Immer mehr Länder geben ihre Starter für den großen "Eurovision Song Contest" in Wien bekannt. Der österreichische Starter wird erst im Zuge des Vorentscheids im Februar per ORF-Sendung und Fan-Voting ausgewählt.
Andere Teilnehmer sind aber schon fix! Acht von 35 Musikern wurden bereits enthüllt. Hier siehst du, gegen wen wir antreten müssen, wer schon dabei ist und mit welchem Sound sie auf der Bühne in der Wiener Stadthalle für Furore sorgen wollen.
Alis Kallaçi ist erst 22 Jahre jung und hat sich mit seiner gefühlvollen Ballade "Nân" beim traditionsreichen "Festivali i Këngës 64" durchgesetzt. Das Lied erzählt von der besonderen Verbindung zwischen Mutter und Kind.

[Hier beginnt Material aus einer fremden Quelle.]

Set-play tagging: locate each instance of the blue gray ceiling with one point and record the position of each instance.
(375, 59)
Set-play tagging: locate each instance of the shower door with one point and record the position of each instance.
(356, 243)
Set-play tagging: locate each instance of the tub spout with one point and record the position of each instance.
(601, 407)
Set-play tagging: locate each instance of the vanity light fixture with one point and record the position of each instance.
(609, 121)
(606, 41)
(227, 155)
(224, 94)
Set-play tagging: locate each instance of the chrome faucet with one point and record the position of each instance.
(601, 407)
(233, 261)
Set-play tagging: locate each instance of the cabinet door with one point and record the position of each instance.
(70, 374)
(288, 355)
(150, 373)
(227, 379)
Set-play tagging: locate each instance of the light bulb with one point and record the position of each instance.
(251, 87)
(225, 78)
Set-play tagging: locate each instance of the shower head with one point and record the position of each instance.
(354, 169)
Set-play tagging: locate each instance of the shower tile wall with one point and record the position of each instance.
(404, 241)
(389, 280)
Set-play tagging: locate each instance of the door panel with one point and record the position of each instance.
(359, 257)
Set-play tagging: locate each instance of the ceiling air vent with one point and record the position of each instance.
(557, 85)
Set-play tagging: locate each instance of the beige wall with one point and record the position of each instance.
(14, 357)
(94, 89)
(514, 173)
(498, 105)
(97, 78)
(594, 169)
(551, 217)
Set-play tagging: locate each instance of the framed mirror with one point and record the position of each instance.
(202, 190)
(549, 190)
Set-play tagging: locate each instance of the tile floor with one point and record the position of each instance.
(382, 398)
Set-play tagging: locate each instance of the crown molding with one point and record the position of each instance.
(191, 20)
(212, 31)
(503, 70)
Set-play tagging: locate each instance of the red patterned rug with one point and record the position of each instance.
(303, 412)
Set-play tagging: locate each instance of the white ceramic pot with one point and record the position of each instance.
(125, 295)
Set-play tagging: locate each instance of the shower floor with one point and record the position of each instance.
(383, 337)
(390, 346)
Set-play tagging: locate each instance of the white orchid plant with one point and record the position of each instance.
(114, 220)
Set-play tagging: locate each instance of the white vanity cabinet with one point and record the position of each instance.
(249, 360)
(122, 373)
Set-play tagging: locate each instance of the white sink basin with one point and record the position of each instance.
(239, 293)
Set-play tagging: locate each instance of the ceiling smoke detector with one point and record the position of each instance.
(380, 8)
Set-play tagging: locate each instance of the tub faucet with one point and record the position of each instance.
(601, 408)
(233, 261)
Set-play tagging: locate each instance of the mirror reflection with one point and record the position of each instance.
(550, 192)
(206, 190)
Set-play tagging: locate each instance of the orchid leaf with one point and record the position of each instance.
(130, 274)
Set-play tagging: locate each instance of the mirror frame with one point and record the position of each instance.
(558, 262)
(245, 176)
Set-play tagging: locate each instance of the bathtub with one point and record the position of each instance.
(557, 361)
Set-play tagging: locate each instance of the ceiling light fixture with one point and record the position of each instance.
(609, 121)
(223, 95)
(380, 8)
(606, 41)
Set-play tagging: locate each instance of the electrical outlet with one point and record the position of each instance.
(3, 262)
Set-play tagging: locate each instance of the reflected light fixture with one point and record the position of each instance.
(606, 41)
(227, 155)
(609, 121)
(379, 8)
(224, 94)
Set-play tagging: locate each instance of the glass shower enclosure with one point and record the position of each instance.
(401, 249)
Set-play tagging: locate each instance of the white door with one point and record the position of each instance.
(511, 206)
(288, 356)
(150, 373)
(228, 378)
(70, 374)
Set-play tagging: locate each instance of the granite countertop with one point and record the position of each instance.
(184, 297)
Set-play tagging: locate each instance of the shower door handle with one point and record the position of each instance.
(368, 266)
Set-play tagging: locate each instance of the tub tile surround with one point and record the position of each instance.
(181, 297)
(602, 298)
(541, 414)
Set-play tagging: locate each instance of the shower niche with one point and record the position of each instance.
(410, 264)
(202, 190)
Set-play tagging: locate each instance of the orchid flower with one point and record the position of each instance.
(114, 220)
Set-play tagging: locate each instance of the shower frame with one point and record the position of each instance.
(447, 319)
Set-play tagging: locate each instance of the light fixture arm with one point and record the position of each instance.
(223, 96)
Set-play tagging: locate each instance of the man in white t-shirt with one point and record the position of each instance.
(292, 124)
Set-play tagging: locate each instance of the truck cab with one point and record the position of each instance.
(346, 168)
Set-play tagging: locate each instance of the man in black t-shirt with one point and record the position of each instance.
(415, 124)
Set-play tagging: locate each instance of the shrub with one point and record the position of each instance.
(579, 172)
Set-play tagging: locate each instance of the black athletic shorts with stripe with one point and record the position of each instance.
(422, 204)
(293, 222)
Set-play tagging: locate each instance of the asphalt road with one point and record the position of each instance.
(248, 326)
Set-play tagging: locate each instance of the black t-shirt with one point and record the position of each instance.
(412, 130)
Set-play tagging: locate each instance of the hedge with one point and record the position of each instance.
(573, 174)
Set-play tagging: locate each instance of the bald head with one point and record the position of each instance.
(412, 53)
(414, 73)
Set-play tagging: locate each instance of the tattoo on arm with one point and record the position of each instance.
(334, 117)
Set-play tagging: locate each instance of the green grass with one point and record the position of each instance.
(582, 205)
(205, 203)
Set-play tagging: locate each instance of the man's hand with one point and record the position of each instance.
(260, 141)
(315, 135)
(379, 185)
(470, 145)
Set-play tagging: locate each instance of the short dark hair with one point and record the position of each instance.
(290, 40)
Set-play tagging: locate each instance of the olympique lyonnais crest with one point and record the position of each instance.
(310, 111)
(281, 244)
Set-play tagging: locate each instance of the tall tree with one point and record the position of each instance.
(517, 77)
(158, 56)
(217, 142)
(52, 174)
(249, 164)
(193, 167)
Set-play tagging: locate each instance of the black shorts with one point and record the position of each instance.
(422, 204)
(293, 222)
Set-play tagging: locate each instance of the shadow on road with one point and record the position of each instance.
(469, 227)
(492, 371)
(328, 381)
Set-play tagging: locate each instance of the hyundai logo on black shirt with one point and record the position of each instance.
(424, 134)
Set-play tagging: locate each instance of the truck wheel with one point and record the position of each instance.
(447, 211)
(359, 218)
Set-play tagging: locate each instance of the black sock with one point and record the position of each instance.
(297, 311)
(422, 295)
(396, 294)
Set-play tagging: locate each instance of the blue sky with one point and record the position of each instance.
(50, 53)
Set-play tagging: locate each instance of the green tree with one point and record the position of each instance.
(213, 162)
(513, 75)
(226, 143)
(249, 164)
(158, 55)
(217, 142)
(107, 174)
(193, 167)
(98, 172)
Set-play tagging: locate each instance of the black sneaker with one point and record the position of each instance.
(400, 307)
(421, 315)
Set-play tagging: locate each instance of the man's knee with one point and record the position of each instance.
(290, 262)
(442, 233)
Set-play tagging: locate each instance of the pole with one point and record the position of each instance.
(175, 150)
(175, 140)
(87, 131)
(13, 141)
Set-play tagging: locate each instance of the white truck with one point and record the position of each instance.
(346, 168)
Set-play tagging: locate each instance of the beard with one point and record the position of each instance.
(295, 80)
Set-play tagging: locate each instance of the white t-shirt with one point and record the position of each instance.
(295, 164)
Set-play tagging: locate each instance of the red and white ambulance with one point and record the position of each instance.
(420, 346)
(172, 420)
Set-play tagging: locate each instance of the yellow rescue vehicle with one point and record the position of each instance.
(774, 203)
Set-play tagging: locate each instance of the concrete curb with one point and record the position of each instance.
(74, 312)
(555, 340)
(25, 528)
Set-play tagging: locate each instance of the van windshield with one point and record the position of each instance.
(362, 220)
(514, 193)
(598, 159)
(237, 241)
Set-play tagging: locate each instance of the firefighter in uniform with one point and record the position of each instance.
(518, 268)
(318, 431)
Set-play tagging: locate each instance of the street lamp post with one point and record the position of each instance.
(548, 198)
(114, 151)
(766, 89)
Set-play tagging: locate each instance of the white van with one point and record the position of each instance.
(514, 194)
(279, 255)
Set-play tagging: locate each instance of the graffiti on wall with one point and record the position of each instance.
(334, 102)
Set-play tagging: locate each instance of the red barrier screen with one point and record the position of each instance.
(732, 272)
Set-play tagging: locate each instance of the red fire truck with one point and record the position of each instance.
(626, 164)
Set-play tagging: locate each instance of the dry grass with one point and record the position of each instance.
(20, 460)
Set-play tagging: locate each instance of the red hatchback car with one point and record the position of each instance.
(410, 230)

Mit seinem Sieg holte sich Alis das Ticket für Albanien zum ESC 2026 nach Wien. Der Musiker spielt Klavier und Gitarre und hat schon mit dem Gewinn von "X Factor Albania 2024" auf sich aufmerksam gemacht.
Das Trio Bzikebi, bestehend aus Giorgi Shiolashvili, Mariam Tatulashvili und Mariam Kikuashvili, ist in Georgien längst bekannt. Schon 2008 haben sie mit dem Song "Bzz.." den Junior Eurovision Song Contest gewonnen – damals waren sie etwa 10 Jahre alt. Nun, rund 18 Jahre später, sind sie zurück und wurden vom georgischen Sender GPB intern für den ESC 2026 ausgewählt. Ihr Lied für Wien wird noch veröffentlicht.
Noam Bettan ist 27 Jahre alt, kommt aus einem Vorort von Tel Aviv und hat französische Wurzeln. Er hat sich im Finale der israelischen Show "Hakochav Haba" durchgesetzt und wird Israel beim ESC vertreten. Noam singt oft auf Französisch, hat bereits ein eigenes Album herausgebracht und sieht seine Teilnahme als große Herausforderung – vor allem wegen der politischen Diskussionen rund um Israels ESC-Teilnahme. Welcher Song es endgültig wird, entscheidet sich im März.
Aidan hat den maltesischen Vorentscheid "Malta Eurovision Song Contest 2026" mit dem Song "Bella" gewonnen und vertritt Malta in Wien. Die Entscheidung fiel durch eine Mischung aus Jury- und Publikumsstimmen. Aidan setzte sich gegen 17 andere Acts durch. Sein Song bringt modernen Pop, Bühnendrama ala Conchita Wurst mit mediterranen Einflüssen auf die Bühne.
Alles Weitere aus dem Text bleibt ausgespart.